The doting smile on my grandmother's face freezes and then drops altogether. "What do you mean by 'anymore,' Juniper?" On the inside, I flinch the least bit at her use of my full name, but I'm quick to remind myself that only Grandma is allowed to call me that— in fact, she could call me whatever she wanted to. After all, I was the one who took away her beloved and only daughter from her. 

The thought that I'm the root to so much grief saddens me, but I make myself remember that not everything is about me. I shrug my shoulders and swing my legs back and forth, playing for total casualness, "I dunno. It's just that I saw a few pictures in his office drawer yesterday. He was smiling in all of them— he never does that."

"Oh, chérie, what were you doing in there? You could have gotten in so much trouble if you were caught."

I shrug again, deciding that she wouldn't want to know just how sneaky a little seven year old like myself could be. "I needed a thin black sharpie for my journal; my one ran out of ink, and I know that he keeps a million of them in his office." I cringe inwardly at how smoothly the lie comes out, even though I knew I was saving myself a truckload of disapproval. 

"Things have changed and so has your father." I listen to her words, wondering why her face tightened at her mention of him. I guess it was no secret that Father wasn't my grandmother's favorite person, but it still unnerved me to see her so... cold towards him especially after seeing pictures of how fondly she smiled at him and my mother.

"What's that mean?"

Grandma leans closer to me and smooths my hair back from my face, "It means that just because he won't choose happiness, doesn't mean you should do the same."

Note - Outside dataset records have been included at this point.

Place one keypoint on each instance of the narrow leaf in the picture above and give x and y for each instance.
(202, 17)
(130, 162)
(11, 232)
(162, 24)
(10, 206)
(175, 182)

I nod, hardly registering the kiss she drops on my head, too busy lost in self-loathing, because I knew the truth; I was the real reason my father didn't smile anymore.

The actual reason for my visit to my father's office, which was secluded from the rest of our huge building, was that I was bored and needed a little excitement in my life. Watching ridiculously dramatic soap operas from the 1900s with my grandmother provided only so much entertainment for a seven year old.